Year-over-Year Industry Compensation:
|2010 Average||2009 Average||Median Change*|
*Percent change was calculated at the median to exclude outliers
Further findings from the BDO 600 Survey of Mid-Market Board Compensation Practices:
- Directors at Larger Healthcare Companies ($650M-$1B) Receive Highest Comp Overall - The complexity of doing business in the healthcare industry has substantially increased in the last two years. With systemic changes affecting everything from the composition of private practice and integrated system care to regulatory changes, it's no wonder that healthcare companies have significantly increased full-value and stock option grants to both attract and retain the most qualified directors. In response to this, directors in the larger healthcare organizations are receiving $205,576 in total annual compensation, substantially higher than any other group.
- Real Estate Companies Focus on Stock Options - While more than 80% of the companies in the real estate industry do not regularly grant stock options, the remaining approximately 20% of companies substantially increased their grants, more than doubling the value on average. This is especially notable because the value of stock options for half the industries studied (energy, banking, healthcare and retail) decreased. Other increases ranged from six to 30 percent, nothing approaching the levels of Real Estate. The increase use of stock options among real estate companies using this vehicle can be attributed to the emphasis on director pay alignment and the view that the industry is starting to "turn the corner."
- Cash is King and Equity Takes Backseat for Bank Directors - Due largely to increased scrutiny and banks' desire to "level off" their equity grants in the latest performance year, banks strongly favor cash compensation for their boards. Cash makes up 72 percent of the pay mix, the highest of any industry and significantly above the average 46 percent. Consequently, their full value stock compensation was the lowest (27%) of any industry, compared to 54 percent on average.
- Small Bank Director Pay Trumps That of Larger Peers - Going against standard compensation trends, the study shows that the smaller the bank, the higher the pay for directors.
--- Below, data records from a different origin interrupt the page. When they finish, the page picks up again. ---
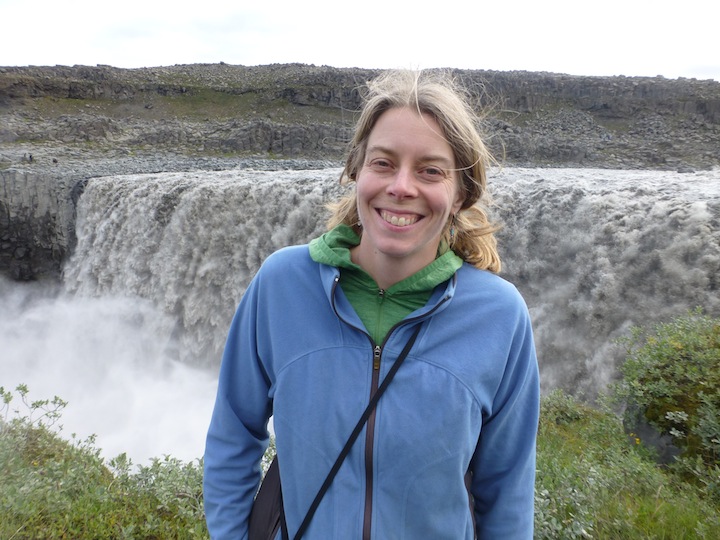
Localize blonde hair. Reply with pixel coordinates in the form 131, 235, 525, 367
328, 70, 501, 273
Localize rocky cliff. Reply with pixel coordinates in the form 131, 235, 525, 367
0, 64, 720, 279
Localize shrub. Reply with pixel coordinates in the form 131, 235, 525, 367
0, 385, 208, 540
616, 309, 720, 500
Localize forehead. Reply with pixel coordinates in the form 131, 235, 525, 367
367, 108, 455, 164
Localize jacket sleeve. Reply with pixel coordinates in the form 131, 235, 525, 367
203, 276, 272, 540
471, 302, 540, 540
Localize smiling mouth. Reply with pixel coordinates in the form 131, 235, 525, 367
380, 211, 418, 227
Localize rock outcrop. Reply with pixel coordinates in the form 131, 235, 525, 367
0, 63, 720, 280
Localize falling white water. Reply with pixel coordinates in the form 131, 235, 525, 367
0, 169, 720, 462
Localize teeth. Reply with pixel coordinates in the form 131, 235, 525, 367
382, 212, 417, 227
At $72,981, small bank directorsare faring much better than their medium ($45,505) and larger ($36,163) middle market peers.In all other industries the opposite is true - pay increases with the size of the company. This is consistent with the public's perception that bigger banks have not been forthcoming with their operational issues. This may or may not be true, but with smaller community and regional banks' increased confidence linked to an increase in retail deposits, it has given smaller banks more leverage to attract and retain key boardroom talent.
- Pay Mix Varies by Company Size - The economic turmoil of the past three years has had a big impact on larger middle market companies ($650M - 1B), providing the catalyst for companies to renew and discover their competitive advantages. With this in mind it is not surprising that larger middle market companies are favoring full value stock this year, comprising 42 percent of the pay mix, up 31 percent from last year. Smaller companies, on the other hand ($25M - $325M), have benefited from their size by being able to rapidly implement changes in their operations, which has resulted in increased company performance from the previous year and an influx in cash. As a result, smaller companies are more heavily weighted towards stock options, with 23 percent of compensation residing here as opposed to 17 percent for medium ($325M - $650M) and 16 percent for large companies. In general, compensation packages are reflecting the reassessment of and changes to overall operations. Companies that were awash in cash have sent the message that pay will be more linked to a company's long-term performance.